Freeze top, left, and side banners of Canvas.

This idea has been developed and deployed to Canvas

For more information, please read through the  Canvas Release Notes (2021-10-16) - Instructure Community

 


I have suggested this in the past but it didn't seem to gain traction so I thought that I would bring the idea up again.  It is just a very annoying feature that could be correct rather easily I would imagine.  It would be nice if Canvas froze everything but the interior page.  In other words, let's say you are in the "Modules" page. When you scroll down, the way it is now everything scrolls and you lose site of your courses, grades, calendar, etc. as well as all of your global settings.  Depending on how long your "Modules" page is, for example, you even lose sight of the left hand navigation tabs as well (Home, Assignments, etc.)  I think that those should be stationary, just as if you were to lock columns or rows in Excel.

Please also refer to this closely related idea: https://community.canvaslms.com/ideas/6112-make-course-menu-sticky

 

97 Comments
dunnr
Community Member

just my thought, an option to do so.

On Wed, Nov 29, 2017 at 10:29 AM, <

wwolf
Community Participant

 @eabshire ‌, I totally agree with this.  This is something that, as simple as it may seem, absolutely annoys me!

don_bryn
Community Champion

I think hamburger menus are so common now that anyone with a mobile device would immediately know what it was.

don_bryn
Community Champion

On all my macs, holding shift while scrolling changes it to horizontal.

khirschmann1
Community Novice

I think a button that pushes you to the top of the page is a better idea than freezing panes.

cholling
Community Champion

I assume that independently moving panes would cause accessibility issues, but I'm not an expert.

jcooper5
Community Novice

YES YES YES. I've used Canvas for 2 weeks and this is the first improvement I would make.

a_coombs
Community Member

It's a shame the boilerplate text saying that the idea is not going to be taken up reads in such a dismissive way. I appreciate that with a lot of ideas to consider, it would be very time-consuming to give feedback on why it's not being developed for each one, but when an idea (such has this one) has cycled around in the community for a long time, presumably consistently making it into the top 10% each cycle, I think it would be helpful to have some indication of the thinking of the product team and why they may think this is not such a good idea

scottdennis
Instructure
Instructure

Hi Antony,

You are correct that we try the best we can to balance asking our product managers spend time giving feedback on what and more importantly why decisions are made around prioritizing development work with spending that time working on helping get things developed.  I do not have a technical background but I can tell you that this particular idea has been studied several times and each time we found that it was actually more complicated that it first appeared or that we had to do something else significant before we do this.  So it isn't so much that our product people don't like the idea but more that the amount of work required so far has not been deemed reasonable in comparison to other competing interests and priorities.

theseriesproduc
Community Novice

I typed a long entry, clicked on "Post," then was advised the system couldn't log me in.  So I logged in only to discover my posting here had been wiped.  Programmers:  Ever hear of "form data?"  But this is a great lead in to this version of the same post.

Why?

The left side menu (not the "Account, Dashboard,..." one but rather the "Home, Announcements...," one) should be able to be detached from a scrollable page. like the Discussions page.

Why?

After scrolling five miles to the middle of an ongoing discussion, it's a pain to have to scroll all the way to the top just to check something else out, then try to recall exactly where one was prior to doing that so one might return to the middle of the original discussion.  It makes that menu rather pointless.

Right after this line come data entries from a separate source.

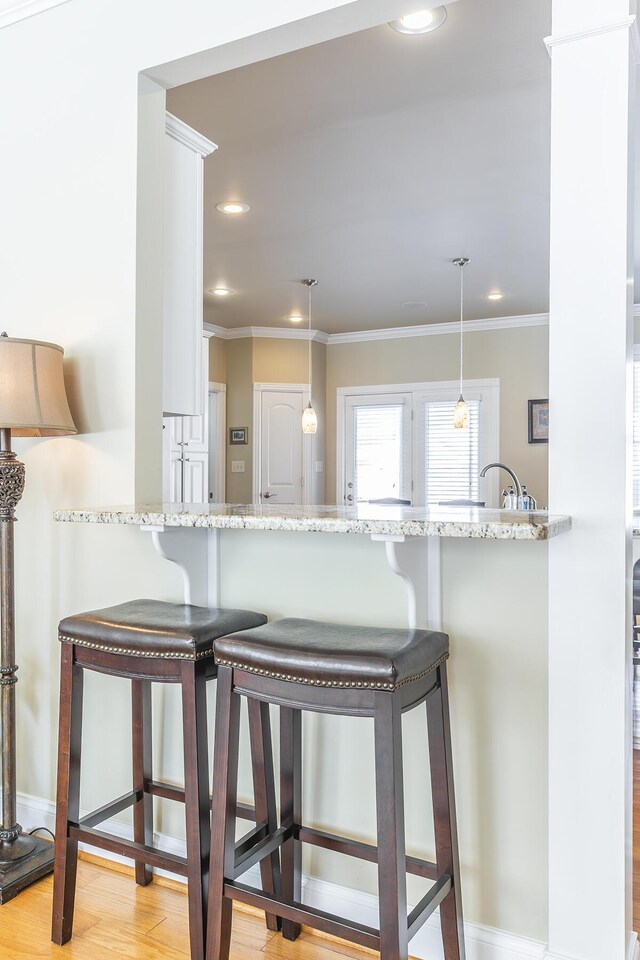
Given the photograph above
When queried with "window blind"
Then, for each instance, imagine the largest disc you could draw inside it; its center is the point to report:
(451, 456)
(378, 454)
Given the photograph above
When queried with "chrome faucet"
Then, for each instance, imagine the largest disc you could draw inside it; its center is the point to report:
(516, 482)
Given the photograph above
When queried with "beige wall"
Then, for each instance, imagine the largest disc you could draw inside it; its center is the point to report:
(519, 357)
(239, 414)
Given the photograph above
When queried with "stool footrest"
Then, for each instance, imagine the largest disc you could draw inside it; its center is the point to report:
(363, 851)
(301, 913)
(139, 852)
(431, 900)
(261, 849)
(169, 791)
(111, 809)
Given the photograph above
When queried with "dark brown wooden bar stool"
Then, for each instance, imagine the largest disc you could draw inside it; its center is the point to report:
(145, 641)
(354, 671)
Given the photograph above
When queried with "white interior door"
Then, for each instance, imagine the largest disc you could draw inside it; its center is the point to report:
(281, 467)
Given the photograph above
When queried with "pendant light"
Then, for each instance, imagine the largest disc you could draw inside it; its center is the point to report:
(461, 409)
(309, 417)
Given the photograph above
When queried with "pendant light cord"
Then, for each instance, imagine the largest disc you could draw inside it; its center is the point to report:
(310, 343)
(461, 323)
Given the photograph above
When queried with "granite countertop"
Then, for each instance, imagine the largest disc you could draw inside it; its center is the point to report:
(384, 520)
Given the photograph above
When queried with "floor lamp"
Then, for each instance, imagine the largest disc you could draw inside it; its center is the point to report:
(33, 403)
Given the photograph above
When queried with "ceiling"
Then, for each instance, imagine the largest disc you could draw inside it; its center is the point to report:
(370, 162)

A jump-to-top button would fix perhaps 2% of the problem.  And to use, say "Ctrl-F" (or whatever) while trying to remember what you were reading moments before so you could search for some word is beyond kludgy.

Since the menu is technically not associated with the page, detaching it would be in keeping with UI protocols.

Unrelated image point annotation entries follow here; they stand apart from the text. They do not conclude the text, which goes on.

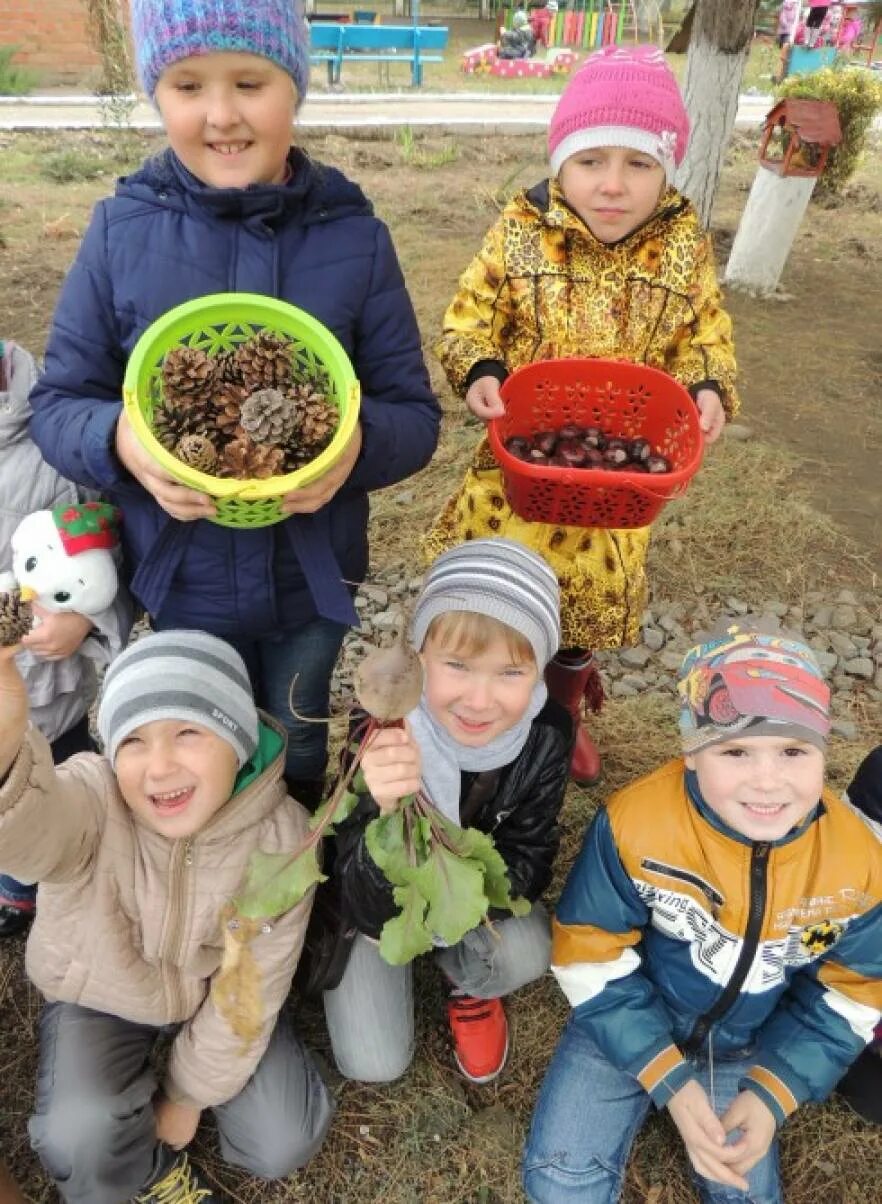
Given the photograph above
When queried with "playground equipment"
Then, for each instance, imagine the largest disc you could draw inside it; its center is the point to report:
(590, 24)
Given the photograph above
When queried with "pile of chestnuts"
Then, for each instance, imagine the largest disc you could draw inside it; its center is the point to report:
(586, 447)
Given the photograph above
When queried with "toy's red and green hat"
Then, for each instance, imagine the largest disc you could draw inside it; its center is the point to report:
(86, 526)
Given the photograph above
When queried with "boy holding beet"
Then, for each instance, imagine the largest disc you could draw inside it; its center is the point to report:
(490, 749)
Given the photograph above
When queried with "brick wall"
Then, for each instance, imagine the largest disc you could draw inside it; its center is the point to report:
(52, 37)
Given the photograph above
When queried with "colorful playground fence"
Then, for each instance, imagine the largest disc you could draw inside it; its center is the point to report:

Non-scrolling menus are easy to program.

The way this exists now is... well, imagine studying a 20-column spreadsheet with a thousand rows and the row headings scroll with the content.  When you're on, say, row #623, will you really remember what the data in column #16 is?  I bet you've experienced this very thing.

Well, a menu that scrolls up into infinity is just about as useful.

Please give serious thought to fixing this.